More than anything I realize this encounter with Orangutan is not so much about Orangutan, it’s about us, their cousins. We are being offered a gift from their deep orang wisdom.

And when we fall into the boundless mirror who is the wild one we encounter?


Before you start any solution task take a few moments to feel your connection through your feet with Mother Earth. Open your awareness to the wisdom light that pours down like nectar from the stars into our hearts. Ask for love to assist you with these solution opportunities, as you act on behalf of all individuals who will benefit, whatever their species.



Other Thoughts

Truly, a key point for transformation to occur is ‘to get out of our own way’. Ironic, saying this when the theme that has emerged here is for self-enquiry!

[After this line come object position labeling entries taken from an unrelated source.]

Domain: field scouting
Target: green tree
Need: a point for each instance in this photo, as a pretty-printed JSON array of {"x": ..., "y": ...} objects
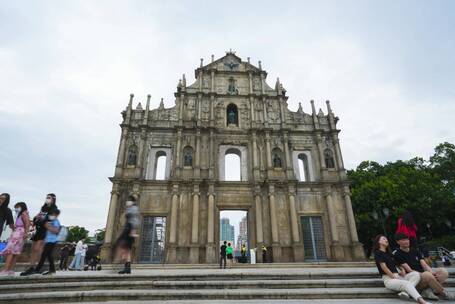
[
  {"x": 77, "y": 233},
  {"x": 422, "y": 187},
  {"x": 100, "y": 233}
]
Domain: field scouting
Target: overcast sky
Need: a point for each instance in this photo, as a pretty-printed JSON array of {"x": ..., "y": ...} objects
[{"x": 67, "y": 69}]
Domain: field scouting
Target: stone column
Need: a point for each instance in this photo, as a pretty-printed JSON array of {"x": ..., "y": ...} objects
[
  {"x": 140, "y": 158},
  {"x": 197, "y": 166},
  {"x": 194, "y": 250},
  {"x": 274, "y": 226},
  {"x": 210, "y": 247},
  {"x": 212, "y": 81},
  {"x": 252, "y": 111},
  {"x": 106, "y": 251},
  {"x": 294, "y": 219},
  {"x": 288, "y": 158},
  {"x": 321, "y": 152},
  {"x": 111, "y": 216},
  {"x": 273, "y": 218},
  {"x": 268, "y": 152},
  {"x": 296, "y": 243},
  {"x": 178, "y": 148},
  {"x": 264, "y": 113},
  {"x": 212, "y": 115},
  {"x": 336, "y": 143},
  {"x": 121, "y": 152},
  {"x": 357, "y": 248},
  {"x": 337, "y": 251},
  {"x": 256, "y": 172},
  {"x": 258, "y": 206},
  {"x": 172, "y": 250},
  {"x": 211, "y": 173}
]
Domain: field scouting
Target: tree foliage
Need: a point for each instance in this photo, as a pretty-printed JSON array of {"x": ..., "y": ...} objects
[{"x": 426, "y": 188}]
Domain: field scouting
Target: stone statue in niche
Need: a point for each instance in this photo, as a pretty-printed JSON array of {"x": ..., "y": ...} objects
[
  {"x": 232, "y": 88},
  {"x": 232, "y": 116},
  {"x": 277, "y": 163},
  {"x": 231, "y": 65},
  {"x": 188, "y": 159}
]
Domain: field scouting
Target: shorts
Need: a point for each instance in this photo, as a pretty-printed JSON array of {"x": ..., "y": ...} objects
[{"x": 40, "y": 235}]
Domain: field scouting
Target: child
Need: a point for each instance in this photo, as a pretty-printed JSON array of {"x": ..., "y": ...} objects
[
  {"x": 17, "y": 239},
  {"x": 52, "y": 230}
]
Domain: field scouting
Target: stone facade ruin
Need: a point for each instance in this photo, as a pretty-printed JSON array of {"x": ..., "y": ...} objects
[{"x": 292, "y": 183}]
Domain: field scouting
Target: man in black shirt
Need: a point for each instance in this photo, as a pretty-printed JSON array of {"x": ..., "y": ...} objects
[
  {"x": 387, "y": 259},
  {"x": 223, "y": 255},
  {"x": 412, "y": 260}
]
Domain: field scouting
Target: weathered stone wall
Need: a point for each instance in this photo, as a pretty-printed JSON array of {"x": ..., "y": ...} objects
[{"x": 192, "y": 196}]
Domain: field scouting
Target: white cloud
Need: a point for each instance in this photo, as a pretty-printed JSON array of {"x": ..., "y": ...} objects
[{"x": 67, "y": 70}]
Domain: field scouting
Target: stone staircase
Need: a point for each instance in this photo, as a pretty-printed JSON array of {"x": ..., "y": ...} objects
[{"x": 189, "y": 283}]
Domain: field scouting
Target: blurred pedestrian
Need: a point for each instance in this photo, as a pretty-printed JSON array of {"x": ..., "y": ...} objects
[
  {"x": 64, "y": 255},
  {"x": 53, "y": 227},
  {"x": 17, "y": 238},
  {"x": 6, "y": 216},
  {"x": 230, "y": 255},
  {"x": 76, "y": 264},
  {"x": 125, "y": 241},
  {"x": 39, "y": 234},
  {"x": 223, "y": 255}
]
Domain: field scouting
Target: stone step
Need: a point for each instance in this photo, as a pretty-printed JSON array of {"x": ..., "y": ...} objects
[
  {"x": 247, "y": 284},
  {"x": 206, "y": 294},
  {"x": 228, "y": 277}
]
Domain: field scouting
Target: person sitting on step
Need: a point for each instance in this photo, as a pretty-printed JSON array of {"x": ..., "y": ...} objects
[
  {"x": 393, "y": 280},
  {"x": 431, "y": 280}
]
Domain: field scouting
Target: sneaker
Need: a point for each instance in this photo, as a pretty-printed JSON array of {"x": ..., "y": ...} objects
[
  {"x": 27, "y": 272},
  {"x": 428, "y": 294},
  {"x": 447, "y": 296},
  {"x": 403, "y": 295}
]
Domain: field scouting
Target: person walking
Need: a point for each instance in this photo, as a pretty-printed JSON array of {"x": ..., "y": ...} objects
[
  {"x": 404, "y": 283},
  {"x": 243, "y": 252},
  {"x": 264, "y": 254},
  {"x": 53, "y": 227},
  {"x": 6, "y": 216},
  {"x": 223, "y": 255},
  {"x": 64, "y": 255},
  {"x": 83, "y": 254},
  {"x": 126, "y": 239},
  {"x": 76, "y": 262},
  {"x": 39, "y": 234},
  {"x": 406, "y": 225},
  {"x": 17, "y": 238},
  {"x": 230, "y": 255}
]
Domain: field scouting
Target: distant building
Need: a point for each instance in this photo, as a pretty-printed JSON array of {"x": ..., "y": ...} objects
[
  {"x": 226, "y": 231},
  {"x": 242, "y": 238}
]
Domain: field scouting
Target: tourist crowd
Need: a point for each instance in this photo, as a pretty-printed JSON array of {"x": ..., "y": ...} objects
[
  {"x": 45, "y": 232},
  {"x": 406, "y": 269}
]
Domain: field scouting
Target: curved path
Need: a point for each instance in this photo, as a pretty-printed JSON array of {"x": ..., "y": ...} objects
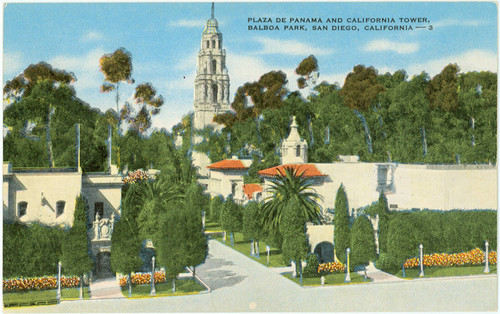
[{"x": 240, "y": 284}]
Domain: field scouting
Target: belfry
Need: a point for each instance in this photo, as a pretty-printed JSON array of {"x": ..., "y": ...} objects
[{"x": 211, "y": 85}]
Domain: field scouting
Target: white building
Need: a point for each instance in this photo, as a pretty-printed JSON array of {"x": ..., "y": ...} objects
[{"x": 211, "y": 87}]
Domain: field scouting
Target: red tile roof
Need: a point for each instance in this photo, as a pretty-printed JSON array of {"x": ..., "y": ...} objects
[
  {"x": 251, "y": 188},
  {"x": 307, "y": 170},
  {"x": 233, "y": 164}
]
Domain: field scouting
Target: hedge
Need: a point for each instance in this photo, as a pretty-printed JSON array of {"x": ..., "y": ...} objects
[
  {"x": 440, "y": 232},
  {"x": 31, "y": 250}
]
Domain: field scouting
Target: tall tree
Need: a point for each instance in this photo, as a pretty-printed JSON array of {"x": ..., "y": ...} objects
[
  {"x": 362, "y": 242},
  {"x": 341, "y": 234},
  {"x": 252, "y": 227},
  {"x": 295, "y": 243},
  {"x": 75, "y": 249},
  {"x": 231, "y": 217},
  {"x": 286, "y": 185}
]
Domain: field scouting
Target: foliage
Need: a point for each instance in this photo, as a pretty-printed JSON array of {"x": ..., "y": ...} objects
[
  {"x": 342, "y": 237},
  {"x": 76, "y": 251},
  {"x": 216, "y": 204},
  {"x": 361, "y": 88},
  {"x": 362, "y": 242},
  {"x": 292, "y": 227},
  {"x": 473, "y": 257},
  {"x": 285, "y": 186},
  {"x": 252, "y": 227},
  {"x": 231, "y": 216},
  {"x": 312, "y": 264}
]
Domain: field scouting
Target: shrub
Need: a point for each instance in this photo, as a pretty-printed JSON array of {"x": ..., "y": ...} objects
[
  {"x": 312, "y": 264},
  {"x": 388, "y": 263}
]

If we do nothing more this month than see things through the mirror that any animal we have in our lives holds up for us, to see ourselves through their eyes, I feel we will see much of who we truly are in relationship with all species, all nature. And, of course, whatever you see is fine. Be gentle with yourself. As a teacher of mine once said: “Notice the facts, acknowledge their presence, and let them be.”


With love, act.

With soul, seed a lionhearted future for all.